Trentonians eyed them with wonder, saying among themselves, “Lo, can it be? The Chairs are back!”
Now, there are very few reasons that modern English speakers use the archaic term “lo.” One is to react to miracles and another to refer to days of yore. In this case, it was a matter of both; and to explain this phenomenon The Planet must itself hark back to yore briefly, to wit:
In the earlier days of Dade, men would gather of a morning outside the gas station in question to sip their coffee, smoke their Marlboros, and opine sagaciously about the great matters of the world as they watched the traffic go by. Each sipped, smoked, opined and watched from the comfort of his individual folding chair, one of which was emblazoned with a portrait of the famous animated hare as a tribute to its lagomorphically named occupant.
This pleasant tradition endured throughout the untold ages until, a few years back, a new store management, whether from disapproval of tobacco, folding chairs or wascally wabbits, banished the chairs and their owners from the gas station sidewalk. In Dade, an era had ended!
But now, in the New Age of the Roundabout, the chairs having returned as if of themselves, men began, timidly at first, to sit in them again, to drink coffee and to light Marlboros as they watched the hypnotic circling of cars in the intersection; and some in the quiet country town began to whisper (with many a “lo”) that balance had returned to the universe.
Fast-forward to the CVS parking lot, where The Planet asked Lama Asmela to translate the holy prophecies as they relate to the Trenton Roundabout. The holy man reached once more into the folds of his saffron-colored robe—just how many folds, The Planet began to wonder, can one saffron-colored robe contain?—and drew out a Nepalese-English dictionary.

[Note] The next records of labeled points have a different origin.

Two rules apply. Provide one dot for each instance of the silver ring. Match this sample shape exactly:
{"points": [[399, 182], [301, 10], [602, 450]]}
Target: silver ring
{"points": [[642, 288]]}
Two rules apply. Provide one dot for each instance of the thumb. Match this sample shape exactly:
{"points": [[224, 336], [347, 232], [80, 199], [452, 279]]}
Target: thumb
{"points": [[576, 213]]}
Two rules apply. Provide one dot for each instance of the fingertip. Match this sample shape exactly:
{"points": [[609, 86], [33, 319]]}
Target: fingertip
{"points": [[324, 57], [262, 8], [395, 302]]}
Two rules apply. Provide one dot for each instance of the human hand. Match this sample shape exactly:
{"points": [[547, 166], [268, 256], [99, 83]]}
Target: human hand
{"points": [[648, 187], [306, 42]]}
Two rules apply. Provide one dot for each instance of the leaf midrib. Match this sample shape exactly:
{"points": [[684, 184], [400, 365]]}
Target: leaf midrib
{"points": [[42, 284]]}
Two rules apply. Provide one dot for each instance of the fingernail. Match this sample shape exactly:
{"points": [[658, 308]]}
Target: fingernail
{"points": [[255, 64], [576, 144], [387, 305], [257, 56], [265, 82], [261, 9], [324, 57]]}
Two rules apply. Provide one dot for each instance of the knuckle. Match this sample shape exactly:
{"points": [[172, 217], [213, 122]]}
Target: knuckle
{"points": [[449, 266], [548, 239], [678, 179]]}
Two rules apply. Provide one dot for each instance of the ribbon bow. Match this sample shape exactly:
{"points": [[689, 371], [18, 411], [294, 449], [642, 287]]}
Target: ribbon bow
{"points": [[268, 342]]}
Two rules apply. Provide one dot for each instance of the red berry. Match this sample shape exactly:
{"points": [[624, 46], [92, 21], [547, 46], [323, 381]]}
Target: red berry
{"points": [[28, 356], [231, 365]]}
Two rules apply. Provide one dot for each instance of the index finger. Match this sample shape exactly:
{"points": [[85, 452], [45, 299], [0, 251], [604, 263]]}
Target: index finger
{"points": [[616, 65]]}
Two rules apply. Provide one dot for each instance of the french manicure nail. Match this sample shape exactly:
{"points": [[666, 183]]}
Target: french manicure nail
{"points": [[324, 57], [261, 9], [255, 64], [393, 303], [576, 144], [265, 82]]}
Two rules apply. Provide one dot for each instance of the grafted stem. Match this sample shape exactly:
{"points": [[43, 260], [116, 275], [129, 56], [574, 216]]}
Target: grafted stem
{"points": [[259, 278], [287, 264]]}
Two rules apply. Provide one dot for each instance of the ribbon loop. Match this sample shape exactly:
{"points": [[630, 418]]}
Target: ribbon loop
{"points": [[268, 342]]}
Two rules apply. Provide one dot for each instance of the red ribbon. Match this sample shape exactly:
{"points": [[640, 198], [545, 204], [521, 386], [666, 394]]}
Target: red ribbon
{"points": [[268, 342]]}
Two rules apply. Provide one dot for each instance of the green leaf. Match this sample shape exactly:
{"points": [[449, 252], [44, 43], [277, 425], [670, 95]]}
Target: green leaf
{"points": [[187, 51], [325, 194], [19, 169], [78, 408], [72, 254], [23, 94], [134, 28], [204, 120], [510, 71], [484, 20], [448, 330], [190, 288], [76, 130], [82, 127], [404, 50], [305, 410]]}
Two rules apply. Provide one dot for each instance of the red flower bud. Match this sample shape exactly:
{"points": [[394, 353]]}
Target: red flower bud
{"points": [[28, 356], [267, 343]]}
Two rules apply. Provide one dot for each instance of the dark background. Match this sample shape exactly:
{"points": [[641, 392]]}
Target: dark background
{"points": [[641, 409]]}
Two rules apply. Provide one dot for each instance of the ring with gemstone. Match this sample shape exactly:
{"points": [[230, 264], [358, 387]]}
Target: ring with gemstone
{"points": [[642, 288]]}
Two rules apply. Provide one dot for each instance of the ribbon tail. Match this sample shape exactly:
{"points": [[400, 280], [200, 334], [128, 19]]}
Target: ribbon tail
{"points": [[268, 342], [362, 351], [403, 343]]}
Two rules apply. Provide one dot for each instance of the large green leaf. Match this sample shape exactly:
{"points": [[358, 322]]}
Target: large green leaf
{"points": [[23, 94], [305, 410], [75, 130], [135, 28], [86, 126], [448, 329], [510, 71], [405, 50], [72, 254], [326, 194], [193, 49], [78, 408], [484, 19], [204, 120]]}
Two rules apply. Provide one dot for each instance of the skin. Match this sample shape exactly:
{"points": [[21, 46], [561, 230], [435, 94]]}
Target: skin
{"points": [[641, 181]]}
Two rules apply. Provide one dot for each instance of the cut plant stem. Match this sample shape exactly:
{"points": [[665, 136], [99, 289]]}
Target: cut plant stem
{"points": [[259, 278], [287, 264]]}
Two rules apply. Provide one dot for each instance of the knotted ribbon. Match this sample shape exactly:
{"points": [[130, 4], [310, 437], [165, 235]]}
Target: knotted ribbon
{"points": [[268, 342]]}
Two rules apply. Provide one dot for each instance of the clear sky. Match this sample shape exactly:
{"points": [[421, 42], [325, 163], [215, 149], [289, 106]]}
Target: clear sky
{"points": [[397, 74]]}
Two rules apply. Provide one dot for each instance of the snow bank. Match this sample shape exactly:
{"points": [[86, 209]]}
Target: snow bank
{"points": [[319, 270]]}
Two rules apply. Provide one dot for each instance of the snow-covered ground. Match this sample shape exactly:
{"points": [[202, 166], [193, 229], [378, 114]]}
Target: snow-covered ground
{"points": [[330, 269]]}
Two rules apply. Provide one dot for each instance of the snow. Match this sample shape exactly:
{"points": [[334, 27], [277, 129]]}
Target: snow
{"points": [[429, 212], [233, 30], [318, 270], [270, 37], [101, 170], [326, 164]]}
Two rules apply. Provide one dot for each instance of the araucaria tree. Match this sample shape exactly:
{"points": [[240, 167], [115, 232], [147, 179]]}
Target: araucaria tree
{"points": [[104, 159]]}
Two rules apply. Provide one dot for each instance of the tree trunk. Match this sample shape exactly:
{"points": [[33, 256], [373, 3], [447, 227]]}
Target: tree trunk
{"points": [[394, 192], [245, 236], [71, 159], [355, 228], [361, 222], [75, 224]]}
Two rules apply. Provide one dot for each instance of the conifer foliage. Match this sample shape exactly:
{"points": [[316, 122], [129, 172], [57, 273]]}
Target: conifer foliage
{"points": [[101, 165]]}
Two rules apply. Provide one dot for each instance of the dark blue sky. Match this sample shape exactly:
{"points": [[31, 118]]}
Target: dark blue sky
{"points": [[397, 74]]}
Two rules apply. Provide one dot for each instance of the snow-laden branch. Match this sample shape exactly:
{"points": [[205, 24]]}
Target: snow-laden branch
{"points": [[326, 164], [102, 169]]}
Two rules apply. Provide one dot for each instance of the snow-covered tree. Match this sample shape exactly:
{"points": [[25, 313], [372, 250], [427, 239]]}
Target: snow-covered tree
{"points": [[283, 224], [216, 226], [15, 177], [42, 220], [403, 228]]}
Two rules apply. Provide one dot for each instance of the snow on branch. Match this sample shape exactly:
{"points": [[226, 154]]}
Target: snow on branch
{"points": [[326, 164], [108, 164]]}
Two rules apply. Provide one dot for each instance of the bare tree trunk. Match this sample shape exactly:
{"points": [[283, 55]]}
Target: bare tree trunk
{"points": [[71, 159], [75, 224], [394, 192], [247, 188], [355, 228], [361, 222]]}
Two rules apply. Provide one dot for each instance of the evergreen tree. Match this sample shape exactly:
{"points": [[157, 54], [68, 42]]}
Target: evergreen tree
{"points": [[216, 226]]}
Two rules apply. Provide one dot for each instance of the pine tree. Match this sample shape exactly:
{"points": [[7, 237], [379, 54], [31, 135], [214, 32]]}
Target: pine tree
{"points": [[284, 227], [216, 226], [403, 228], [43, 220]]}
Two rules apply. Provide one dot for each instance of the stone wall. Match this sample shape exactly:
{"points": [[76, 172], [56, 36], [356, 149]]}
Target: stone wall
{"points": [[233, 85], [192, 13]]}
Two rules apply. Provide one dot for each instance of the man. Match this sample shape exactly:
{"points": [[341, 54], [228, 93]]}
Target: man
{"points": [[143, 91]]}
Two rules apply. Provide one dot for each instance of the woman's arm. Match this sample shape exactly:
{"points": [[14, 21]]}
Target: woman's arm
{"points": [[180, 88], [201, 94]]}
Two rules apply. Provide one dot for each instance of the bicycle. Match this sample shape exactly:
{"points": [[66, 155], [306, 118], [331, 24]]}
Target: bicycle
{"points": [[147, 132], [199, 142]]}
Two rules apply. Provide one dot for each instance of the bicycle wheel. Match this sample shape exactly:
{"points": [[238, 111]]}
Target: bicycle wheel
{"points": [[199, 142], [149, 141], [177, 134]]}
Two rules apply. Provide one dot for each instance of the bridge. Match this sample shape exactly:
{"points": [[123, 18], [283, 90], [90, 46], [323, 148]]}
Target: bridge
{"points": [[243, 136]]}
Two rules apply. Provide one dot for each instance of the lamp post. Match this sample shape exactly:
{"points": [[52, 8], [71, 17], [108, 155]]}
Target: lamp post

“When,” he pronounced after much shuffling of pages, “semis circle counterclockwise around the center of the universe, then shall Rabbit return to Kangaroo and men light Marlboros. Glad songs will be sung and mighty miracles happen, for the prophecies are at hand and enlightenment will dawn at last.”
And in fact, as has now been chronicled not only in The Dade Planet but at the national level as well, by hard-hitting New York Times journalists and whispery-voiced female New Dimensions commentators alike, the return of Rabbit and the Chairs was not the only miracle that ensued after the Trenton Roundabout was opened. Here are some of the mightier:
A local man drove into the roundabout in a battered pickup truck with Confederate flags flying from both door mirrors, mudflap girl decals in front of the outsized tires and one of Calvin peeing on something on the beer window, country music blaring from the radio, a loaded rifle rack and a “Keep it flying” bumper sticker. He emerged three days later driving a Prius, asked the Kangaroo clerk how to get to Massachusetts and is currently studying philosophy at Harvard. His wife proclaimed it genuinely supernatural as he had never previously asked directions.
Three Trenton restaurants began serving salads made with lettuces other than iceberg; two removed big-screen televisions from their walls and replaced them with tasteful if food-based murals; and one left the television blaring but anyway changed the channel to something besides Fox News.
Calvary Baptist exhibited the rainbow flag proudly on its marquee.
“All this is pretty unusual,” The Planet admitted to Lama Asmelah. “But I come from a secular background and it’s hard for me to believe in miracles, even now that peace has been declared in the Middle East. What else you got?”
“The Dade County Board of Education this morning resumed its rightful share of funding the Dade Public Library,” said the holy man.
The Planet crumpled to the pavement, dumbstruck. Stars fell from the heavens. Angels sang. Men began to live in peace like brothers.
“Lo,” said The Planet.
The lama and his monks walked into the Roundabout and became creatures of pure light.